A chaque fois qu'il entrait dans le pub après avoir terminé sa cigarette, ses yeux se posaient instantanément sur Gena. Même si elle détournait le regard au bout de quelques secondes. C'en était presque devenu un réflexe. Ils pourraient se voir dix fois dans la journée, ils s'en tiendraient tous les deux à un regard muet. Vu de l'extérieur, la situation semblait banale. Mais dans la tête de Charlie, elle ressemblait plutôt à une descente en parachute sans y avoir été préparé. Il était déterminé à la saluer dès qu'il la verrait, il y pensait tous les matins en se levant.
"Allez! Aujourd'hui je tente le coup! Il faut vraiment que je lui dise bonjour!"
Mais à dix mètres de la destination l'angoisse refaisait surface. La même rengaine, les mêmes questions stupides.
"Bonjour! ... Trop formel.Salut! ... Trop amical. Mais c'est peut- être mieux que bonjour? ... Salut Gena! Mauvaise idée! Elle va se demander comment je connais son nom ... Elle pourrait même penser que je la harcèle à me pointer tous les jours au pub! Pitié! Que quelqu'un me vienne en aide! Elle aurait sans doute raison. Et si je la harcelait? De toute façon elle ne me voit pas. Elle me regarde sans me voir. D'un autre côté, c'est chouette d'être invisible aux yeux du monde entier. "
Dire que des années auparavant ils avaient fréquenté le même lycée, pris le même bus, chanté les mêmes chansons haut et fort pour se détendre après la journée de cours. Après la terminale, Charlie avait vagabondé çà et là trois ans, avant de revenir sur Pacific Heights, pour repartir à l'autre bout du pays pendant trois ans. Et voilà qu'il se sentait, à présent, obligé de se conduire en étranger. Après tout, elle ne se souvenait probablement pas de lui. Qui se souviendrait d'un mec asocial, dépressif, habillé comme un sac avec vingt- cinq kilos en plus? Personne. A cette époque, Charlie n'était ni plus ni moins qu'un fantôme. Pourquoi changer une équipe qui gagne huit ans après?

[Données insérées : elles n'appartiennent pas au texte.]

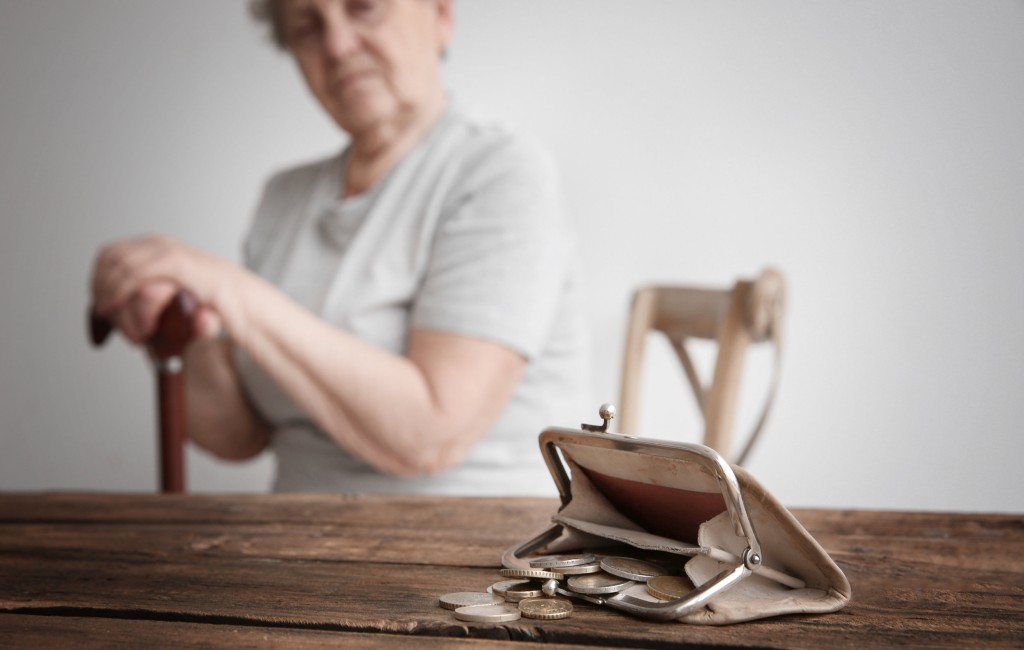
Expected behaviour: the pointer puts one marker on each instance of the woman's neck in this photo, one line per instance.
(374, 153)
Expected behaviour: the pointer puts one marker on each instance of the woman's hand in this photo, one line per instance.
(133, 280)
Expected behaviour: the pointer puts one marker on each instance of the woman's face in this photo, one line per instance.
(370, 62)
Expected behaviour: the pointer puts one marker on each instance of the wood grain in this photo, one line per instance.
(374, 566)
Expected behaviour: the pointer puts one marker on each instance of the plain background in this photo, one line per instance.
(873, 150)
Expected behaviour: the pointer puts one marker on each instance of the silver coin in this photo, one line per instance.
(560, 561)
(580, 569)
(631, 568)
(538, 574)
(463, 599)
(546, 608)
(504, 586)
(598, 583)
(488, 613)
(669, 587)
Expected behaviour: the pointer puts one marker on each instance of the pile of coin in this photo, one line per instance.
(534, 593)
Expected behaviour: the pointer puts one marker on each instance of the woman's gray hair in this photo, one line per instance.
(269, 11)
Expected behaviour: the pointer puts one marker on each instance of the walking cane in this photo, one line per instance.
(174, 331)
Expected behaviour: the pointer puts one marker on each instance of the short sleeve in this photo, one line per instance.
(501, 252)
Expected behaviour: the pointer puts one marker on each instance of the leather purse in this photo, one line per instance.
(747, 556)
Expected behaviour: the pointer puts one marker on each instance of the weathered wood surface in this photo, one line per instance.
(239, 570)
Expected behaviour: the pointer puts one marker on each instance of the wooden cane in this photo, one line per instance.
(167, 345)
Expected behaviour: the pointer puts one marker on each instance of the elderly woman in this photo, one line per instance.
(408, 316)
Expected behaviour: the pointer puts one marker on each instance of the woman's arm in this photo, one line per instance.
(403, 415)
(219, 419)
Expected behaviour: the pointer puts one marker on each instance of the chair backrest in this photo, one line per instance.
(750, 311)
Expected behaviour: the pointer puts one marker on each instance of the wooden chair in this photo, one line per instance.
(749, 312)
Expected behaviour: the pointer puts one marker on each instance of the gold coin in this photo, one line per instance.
(598, 583)
(529, 589)
(580, 569)
(631, 569)
(462, 599)
(546, 608)
(531, 573)
(504, 586)
(669, 587)
(560, 561)
(488, 613)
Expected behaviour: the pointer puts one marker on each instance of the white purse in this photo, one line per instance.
(747, 556)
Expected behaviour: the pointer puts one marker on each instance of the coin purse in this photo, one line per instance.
(749, 557)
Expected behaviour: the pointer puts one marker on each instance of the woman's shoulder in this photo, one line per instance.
(298, 178)
(484, 145)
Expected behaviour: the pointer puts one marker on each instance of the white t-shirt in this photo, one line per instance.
(466, 234)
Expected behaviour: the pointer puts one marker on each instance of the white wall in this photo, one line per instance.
(873, 150)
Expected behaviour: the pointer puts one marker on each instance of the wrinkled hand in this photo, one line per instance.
(133, 280)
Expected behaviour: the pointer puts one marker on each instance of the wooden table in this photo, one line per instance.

Suite à une semaine de vacances bien méritée, Gena avait repris le travail sur les chapeaux de roues. Elle n'était pas du genre bavarde. Ni avec ses collègues, ni avec les clients. Elle faisait juste ce que son patron lui demandait, le reste n'était que futilité. Parfois, lorsqu'elle était certaine qu'il ne pouvait pas la voir, la jeune femme regardait Charlie. Il y avait quelque chose d'intrigant chez lui. Mais impossible de savoir quoi. Et à d'autres moments, elle se rendait compte, du coin de l'œil, que lui aussi la regardait. Qu'est- ce que cela pouvait bien signifier? Ça faisait des mois que Gena croisait Charlie au pub, mais à aucun moment il ne lui avait adressé la parole, pas même pour la saluer, alors qu'il passait peut- être son temps à l'observer.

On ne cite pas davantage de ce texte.